Oj wpłynęło (uśmiech). Był to istny wysyp programów rządowych ogłaszanych prawie co dwa miesiące. Skrupulatnie z tego korzystaliśmy. W ramach naboru z Polskiego Ładu na wsparcie remontu zabytków nasza gmina otrzymała jedno z największych pieniędzy w województwie, bo blisko 5,5 mln zł na rewitalizację wieży strzeleckiego kościoła, a także świątyni w Ogardach. Dzięki temu wyremontujemy też zabytkowe kamienice w mieście. Pojawią nowe witraże w kościele w Sokólsku. Blisko 600 tys. zł otrzymaliśmy z Programu Rozbudowy Dróg na remont ul. Lipowej, Ludowej i Słonecznej w Lipich Górach, a także odcinek między Wielisławicami, a Bronowicami, ale tylko do bruku. 3,5 mln zł pozyskaliśmy na budowę świetlicy w Buszowie. Tu duży wpływ też miała determinacja mieszkańców tej wsi, którzy od lat czekają na swój kąt i mocno o to zabiegali. Z kolei z Urzędu Marszałkowskiego pod koniec roku spłynęła dobra informacja, że otrzymamy ok. 1,5 mln zł na budowę drogi w Wełminie. W grudniu dostaliśmy kolejne dobre wieści, że nasz wniosek na odwiert geotermalny w Strzelcach został wysoko punktowany i przyznano naszej gminie ponad 13 mln zł. Jeśli okaże się, że mamy pokłady gorących źródeł, to może to być nowy rozdział rozwojowy dla naszej gminy. Wracając do polityki, życzę wszystkim nowym parlamentarzystom, ministrom i wojewodom powodzenia w pracy. Liczymy na dobrą współpracę. Kręgosłupy mamy twarde, więc czekają nas też twarde negocjacje o inwestycje na rzecz naszej gminy. 

Wróćmy jeszcze do inwestycji.
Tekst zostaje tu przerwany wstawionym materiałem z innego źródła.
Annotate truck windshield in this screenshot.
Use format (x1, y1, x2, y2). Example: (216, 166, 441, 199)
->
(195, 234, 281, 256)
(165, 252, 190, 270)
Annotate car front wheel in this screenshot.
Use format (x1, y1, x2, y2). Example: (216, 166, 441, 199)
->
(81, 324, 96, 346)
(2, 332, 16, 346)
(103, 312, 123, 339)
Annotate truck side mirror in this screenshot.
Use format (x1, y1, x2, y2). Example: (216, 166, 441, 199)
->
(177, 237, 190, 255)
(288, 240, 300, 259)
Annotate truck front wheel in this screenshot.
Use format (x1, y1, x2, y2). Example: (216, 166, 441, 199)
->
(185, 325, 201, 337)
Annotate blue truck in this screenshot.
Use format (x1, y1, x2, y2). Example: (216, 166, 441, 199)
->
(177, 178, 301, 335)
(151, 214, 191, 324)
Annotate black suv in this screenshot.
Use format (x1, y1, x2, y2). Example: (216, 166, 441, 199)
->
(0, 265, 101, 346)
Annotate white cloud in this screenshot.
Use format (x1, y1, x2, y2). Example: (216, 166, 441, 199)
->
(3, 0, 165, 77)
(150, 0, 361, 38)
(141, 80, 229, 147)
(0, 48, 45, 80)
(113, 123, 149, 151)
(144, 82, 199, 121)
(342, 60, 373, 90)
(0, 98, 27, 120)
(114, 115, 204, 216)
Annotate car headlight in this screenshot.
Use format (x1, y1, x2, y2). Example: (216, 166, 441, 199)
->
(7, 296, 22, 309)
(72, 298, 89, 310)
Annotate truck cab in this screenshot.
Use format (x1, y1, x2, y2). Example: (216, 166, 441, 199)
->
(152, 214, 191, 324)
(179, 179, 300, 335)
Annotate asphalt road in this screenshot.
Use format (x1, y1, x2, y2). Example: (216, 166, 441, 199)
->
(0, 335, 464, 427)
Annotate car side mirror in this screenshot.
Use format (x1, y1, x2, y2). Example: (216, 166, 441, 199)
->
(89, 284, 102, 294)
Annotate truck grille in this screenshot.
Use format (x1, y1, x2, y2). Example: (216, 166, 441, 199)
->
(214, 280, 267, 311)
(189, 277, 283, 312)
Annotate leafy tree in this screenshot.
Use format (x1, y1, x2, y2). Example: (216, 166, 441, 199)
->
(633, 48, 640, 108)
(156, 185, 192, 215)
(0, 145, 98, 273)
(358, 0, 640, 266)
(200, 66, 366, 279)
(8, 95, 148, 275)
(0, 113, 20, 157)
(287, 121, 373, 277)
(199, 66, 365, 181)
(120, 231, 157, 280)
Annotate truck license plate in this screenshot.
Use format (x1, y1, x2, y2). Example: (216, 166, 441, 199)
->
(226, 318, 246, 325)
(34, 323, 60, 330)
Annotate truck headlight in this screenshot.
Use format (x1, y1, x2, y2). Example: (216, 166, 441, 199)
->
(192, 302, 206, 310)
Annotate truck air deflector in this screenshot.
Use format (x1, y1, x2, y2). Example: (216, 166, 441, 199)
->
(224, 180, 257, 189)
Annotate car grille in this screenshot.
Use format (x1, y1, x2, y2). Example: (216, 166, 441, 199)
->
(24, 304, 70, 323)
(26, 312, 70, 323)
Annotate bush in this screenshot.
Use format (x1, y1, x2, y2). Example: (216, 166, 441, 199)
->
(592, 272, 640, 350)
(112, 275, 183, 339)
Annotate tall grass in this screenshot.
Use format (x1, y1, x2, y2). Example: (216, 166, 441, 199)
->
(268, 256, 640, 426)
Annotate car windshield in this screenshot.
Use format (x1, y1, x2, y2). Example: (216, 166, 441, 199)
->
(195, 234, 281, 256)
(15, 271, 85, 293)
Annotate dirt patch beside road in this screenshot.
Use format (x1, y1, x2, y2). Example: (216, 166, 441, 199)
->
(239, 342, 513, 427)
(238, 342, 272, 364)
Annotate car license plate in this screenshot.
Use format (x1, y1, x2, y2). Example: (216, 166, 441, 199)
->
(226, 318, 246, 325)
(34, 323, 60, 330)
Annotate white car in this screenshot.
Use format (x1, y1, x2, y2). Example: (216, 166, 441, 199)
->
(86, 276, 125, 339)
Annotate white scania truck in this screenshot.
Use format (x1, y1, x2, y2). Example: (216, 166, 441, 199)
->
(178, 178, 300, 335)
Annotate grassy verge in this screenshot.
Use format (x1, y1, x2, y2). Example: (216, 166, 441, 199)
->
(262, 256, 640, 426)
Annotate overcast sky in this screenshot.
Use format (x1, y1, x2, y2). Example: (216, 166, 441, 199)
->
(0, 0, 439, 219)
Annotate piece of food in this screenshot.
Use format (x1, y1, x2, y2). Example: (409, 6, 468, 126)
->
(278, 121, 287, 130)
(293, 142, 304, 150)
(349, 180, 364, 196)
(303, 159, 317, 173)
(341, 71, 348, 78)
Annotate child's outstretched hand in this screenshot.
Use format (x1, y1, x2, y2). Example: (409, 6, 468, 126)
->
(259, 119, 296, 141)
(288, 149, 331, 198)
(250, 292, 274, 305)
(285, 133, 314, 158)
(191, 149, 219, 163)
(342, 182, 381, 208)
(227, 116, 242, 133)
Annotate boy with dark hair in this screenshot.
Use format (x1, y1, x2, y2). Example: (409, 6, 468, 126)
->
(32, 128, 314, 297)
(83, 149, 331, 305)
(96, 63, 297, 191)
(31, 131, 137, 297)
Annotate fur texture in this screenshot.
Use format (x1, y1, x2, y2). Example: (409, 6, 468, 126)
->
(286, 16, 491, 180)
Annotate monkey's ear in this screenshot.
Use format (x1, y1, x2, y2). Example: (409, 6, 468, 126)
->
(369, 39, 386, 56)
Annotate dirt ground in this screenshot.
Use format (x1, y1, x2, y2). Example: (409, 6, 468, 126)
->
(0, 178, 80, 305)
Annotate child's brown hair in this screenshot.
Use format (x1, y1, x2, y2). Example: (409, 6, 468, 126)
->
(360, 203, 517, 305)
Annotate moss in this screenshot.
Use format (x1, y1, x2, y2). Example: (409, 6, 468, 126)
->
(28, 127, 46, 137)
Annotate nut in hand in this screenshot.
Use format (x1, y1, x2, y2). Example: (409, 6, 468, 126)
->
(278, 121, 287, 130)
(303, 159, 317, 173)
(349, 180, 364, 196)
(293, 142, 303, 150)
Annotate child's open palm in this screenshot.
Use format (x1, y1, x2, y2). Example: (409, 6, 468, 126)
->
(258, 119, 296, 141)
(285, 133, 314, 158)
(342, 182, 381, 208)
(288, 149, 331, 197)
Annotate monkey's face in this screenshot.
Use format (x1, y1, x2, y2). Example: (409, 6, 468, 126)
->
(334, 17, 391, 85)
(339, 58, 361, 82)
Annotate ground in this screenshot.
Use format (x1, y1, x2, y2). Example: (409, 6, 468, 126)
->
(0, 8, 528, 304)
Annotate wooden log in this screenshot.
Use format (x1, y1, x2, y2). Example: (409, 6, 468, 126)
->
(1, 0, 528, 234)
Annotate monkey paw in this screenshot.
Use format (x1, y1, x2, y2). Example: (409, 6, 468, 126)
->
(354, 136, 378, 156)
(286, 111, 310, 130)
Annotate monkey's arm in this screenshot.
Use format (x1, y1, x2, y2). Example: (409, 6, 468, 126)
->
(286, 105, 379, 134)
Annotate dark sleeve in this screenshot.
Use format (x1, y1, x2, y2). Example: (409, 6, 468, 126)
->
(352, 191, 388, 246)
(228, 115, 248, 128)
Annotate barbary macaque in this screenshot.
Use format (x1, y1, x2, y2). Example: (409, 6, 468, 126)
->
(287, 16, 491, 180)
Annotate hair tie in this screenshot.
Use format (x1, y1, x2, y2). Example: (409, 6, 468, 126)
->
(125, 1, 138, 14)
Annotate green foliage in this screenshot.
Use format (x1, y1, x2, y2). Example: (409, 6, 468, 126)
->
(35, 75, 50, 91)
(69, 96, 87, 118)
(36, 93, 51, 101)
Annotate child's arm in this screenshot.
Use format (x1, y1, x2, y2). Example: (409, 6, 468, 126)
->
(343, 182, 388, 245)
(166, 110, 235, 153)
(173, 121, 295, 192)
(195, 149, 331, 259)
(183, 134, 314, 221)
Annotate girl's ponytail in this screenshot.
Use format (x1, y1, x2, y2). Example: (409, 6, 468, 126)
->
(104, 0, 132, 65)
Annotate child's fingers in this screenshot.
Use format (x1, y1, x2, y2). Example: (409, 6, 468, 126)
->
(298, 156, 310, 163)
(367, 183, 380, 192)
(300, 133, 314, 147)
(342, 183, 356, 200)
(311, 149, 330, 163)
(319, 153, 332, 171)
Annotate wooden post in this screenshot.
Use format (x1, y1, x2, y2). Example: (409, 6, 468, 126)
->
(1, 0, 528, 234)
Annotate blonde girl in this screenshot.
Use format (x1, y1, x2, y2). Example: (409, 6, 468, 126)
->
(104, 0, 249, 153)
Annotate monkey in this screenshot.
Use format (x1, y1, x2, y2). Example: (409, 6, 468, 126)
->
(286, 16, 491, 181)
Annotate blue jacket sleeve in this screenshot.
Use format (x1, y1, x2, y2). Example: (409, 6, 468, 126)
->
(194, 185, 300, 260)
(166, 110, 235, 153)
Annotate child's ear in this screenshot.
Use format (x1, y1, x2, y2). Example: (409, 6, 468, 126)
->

W tym przedwyborczym okresie zakończy się czas oczekiwania na rewitalizację parku. 

Walczyliśmy o to zadanie od 2015 roku. Ciągle je przekładając, ze względu na ważniejsze zadania. Były już plany, by etapować tę inwestycję. W końcu dostaliśmy dofinansowanie z Polskiego Ładu w wysokości blisko 10 mln zł. To pozwoli zmienić park w całości, bez kompromisów, od wejścia przy rondzie do wyjścia przy Kolejowej. Nasze zielone płuca miasta będą miejscem dla wszystkich. Od dzieci zaczynając, poprzez młodzież i na seniorach kończąc. W małym amfiteatrze odnajdą się fani kultury, a na wybiegu dla psów miłośnicy czworonogów. Powstaną place zabaw, skate park, street workout, będzie dużo zieleni i budek dla ptaków. Doczekamy się również godnego placu apelowego, gdzie chcemy świętować ważne dla naszego kraju uroczystości i wspominać naszych zasłużonych mieszkańców. Niebawem ogłaszamy przetarg i mamy nadzieję, że wiosną ruszymy z tą inwestycją. 

  

Mówi się, że 2024 będzie trudny, nie tylko dla naszego samorządu, ale i dla wielu innych ze względu na wzrost opłat, od których nie da się uciec, jak więc kształtuje się budżet na ten nowy rok? Z czym gmina może mieć problem, na czym musi oszczędzać, a gdzie trzeba sypnąć więcej pieniędzy?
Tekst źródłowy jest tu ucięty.